The supply of nurses has increased during the past
four years, Geolot said, but at a slower rate than
in the past. It’s the lowest increase since 1977.
That reflects the lower number of grads entering the
workforce vs. a larger body of exiting nurses.
But, Geolot said, "We’re pleased that more men are
entering. Male nurses made up 5.4 percent of the
workforce in 2000, whereas in 1996, they made up 4.9
percent of it."
The number of racial and ethnic minorities in
nursing also has increased, she said. In 1996, they
made up 10.3 percent of the workforce vs. 12.3
percent in 2000. Still, Geolot said, those numbers
are lower than she’d like to see.
HRSA will funnel the data from the National Sample
Survey into a forecasting model to be released this
summer, which will further help predict nursing
supply and requirements in 2010, Geolot said.
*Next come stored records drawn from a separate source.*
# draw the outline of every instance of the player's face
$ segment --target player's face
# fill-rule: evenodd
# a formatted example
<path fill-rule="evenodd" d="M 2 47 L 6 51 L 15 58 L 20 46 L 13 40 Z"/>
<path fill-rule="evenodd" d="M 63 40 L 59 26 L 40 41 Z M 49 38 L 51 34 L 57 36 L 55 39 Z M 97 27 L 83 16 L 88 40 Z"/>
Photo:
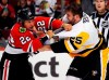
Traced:
<path fill-rule="evenodd" d="M 71 11 L 66 12 L 66 18 L 69 19 L 69 23 L 74 24 L 75 23 L 75 18 L 74 15 L 72 14 Z"/>
<path fill-rule="evenodd" d="M 24 22 L 24 27 L 27 28 L 28 30 L 33 30 L 33 28 L 34 28 L 34 21 L 33 19 L 25 21 Z"/>
<path fill-rule="evenodd" d="M 105 0 L 95 0 L 96 10 L 101 13 L 106 9 L 106 1 Z"/>

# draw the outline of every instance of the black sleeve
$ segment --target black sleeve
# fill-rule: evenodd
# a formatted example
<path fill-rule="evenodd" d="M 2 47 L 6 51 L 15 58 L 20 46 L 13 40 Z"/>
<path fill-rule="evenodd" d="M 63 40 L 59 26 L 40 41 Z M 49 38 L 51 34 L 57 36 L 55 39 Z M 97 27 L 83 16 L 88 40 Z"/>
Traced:
<path fill-rule="evenodd" d="M 69 53 L 69 51 L 65 49 L 64 40 L 60 40 L 59 42 L 52 43 L 50 46 L 55 53 Z"/>

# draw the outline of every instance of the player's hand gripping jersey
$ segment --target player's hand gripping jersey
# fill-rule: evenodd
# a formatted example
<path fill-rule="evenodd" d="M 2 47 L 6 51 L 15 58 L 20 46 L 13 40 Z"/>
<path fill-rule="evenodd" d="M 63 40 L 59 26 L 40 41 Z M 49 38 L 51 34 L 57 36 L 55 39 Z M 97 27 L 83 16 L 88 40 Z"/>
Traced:
<path fill-rule="evenodd" d="M 65 39 L 59 42 L 62 48 L 59 48 L 60 50 L 58 50 L 57 43 L 51 44 L 53 52 L 68 52 L 72 56 L 87 56 L 89 52 L 99 48 L 102 38 L 99 38 L 98 30 L 87 14 L 84 13 L 83 18 L 72 27 L 71 31 L 63 30 L 56 35 Z"/>
<path fill-rule="evenodd" d="M 35 26 L 38 30 L 57 29 L 62 26 L 62 22 L 52 19 L 51 17 L 35 17 Z M 11 29 L 9 37 L 9 44 L 5 48 L 5 52 L 11 54 L 20 54 L 25 52 L 36 52 L 43 46 L 40 38 L 35 38 L 33 32 L 23 28 L 21 24 L 15 24 Z"/>

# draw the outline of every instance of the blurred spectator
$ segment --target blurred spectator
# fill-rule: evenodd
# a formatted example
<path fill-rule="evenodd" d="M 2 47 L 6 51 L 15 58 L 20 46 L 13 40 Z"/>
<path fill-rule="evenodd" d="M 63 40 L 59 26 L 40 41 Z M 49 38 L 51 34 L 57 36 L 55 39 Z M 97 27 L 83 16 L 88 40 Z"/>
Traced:
<path fill-rule="evenodd" d="M 107 3 L 107 9 L 109 10 L 109 0 L 108 0 L 108 3 Z"/>
<path fill-rule="evenodd" d="M 11 21 L 11 23 L 10 23 Z M 0 29 L 10 29 L 15 21 L 15 11 L 8 0 L 0 2 Z"/>
<path fill-rule="evenodd" d="M 17 2 L 17 5 L 15 6 L 16 10 L 16 15 L 17 15 L 17 21 L 19 17 L 22 17 L 22 14 L 26 15 L 35 15 L 35 9 L 32 0 L 20 0 Z"/>

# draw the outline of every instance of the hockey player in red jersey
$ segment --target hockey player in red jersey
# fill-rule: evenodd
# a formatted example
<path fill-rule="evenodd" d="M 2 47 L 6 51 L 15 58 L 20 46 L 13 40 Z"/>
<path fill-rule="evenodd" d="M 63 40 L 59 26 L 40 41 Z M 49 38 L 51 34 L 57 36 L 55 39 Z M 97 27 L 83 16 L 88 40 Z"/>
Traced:
<path fill-rule="evenodd" d="M 28 64 L 28 54 L 37 52 L 44 42 L 53 36 L 52 31 L 49 30 L 41 38 L 36 37 L 37 30 L 35 26 L 37 25 L 35 24 L 37 24 L 38 17 L 33 19 L 27 15 L 22 15 L 20 23 L 12 27 L 8 45 L 1 58 L 1 80 L 35 80 Z M 45 23 L 48 24 L 49 21 Z M 64 26 L 62 22 L 60 23 L 60 25 L 55 27 L 63 26 L 65 30 L 70 29 L 66 28 L 69 27 L 68 25 Z"/>

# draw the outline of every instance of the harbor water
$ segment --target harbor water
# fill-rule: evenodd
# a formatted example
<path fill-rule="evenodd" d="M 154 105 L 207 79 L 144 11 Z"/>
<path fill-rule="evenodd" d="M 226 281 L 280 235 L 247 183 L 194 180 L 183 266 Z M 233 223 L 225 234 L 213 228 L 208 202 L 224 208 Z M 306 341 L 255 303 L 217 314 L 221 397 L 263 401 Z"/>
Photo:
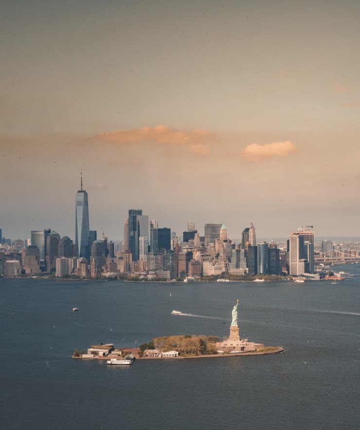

The Web site for the survey is www.bhpr.hrsa.gov.
Since 1977, HRSA has–every four years–released
extensive and comprehensive sources of statistics on
characteristics of all nurses with current licenses
to practice, Geolot said. The 2000 survey went out
to 54,000 nurses. Of those, 4,520 were excluded
because of duplicate licensure, so the survey polled
a total of 49,480 nurses, or 72 percent.
Of course, Geolot said, there’s lots of interest in
looking into solutions about the future; many states
are investigating strategies and congressional
hearings lately address legislation toward reducing
the shortage.
Improving the image
The good news is that much already is being done in
an effort to reverse the trend.
In Massachusetts, unions and employers are pushing
for the Clara Barton Act proposed by state Sen.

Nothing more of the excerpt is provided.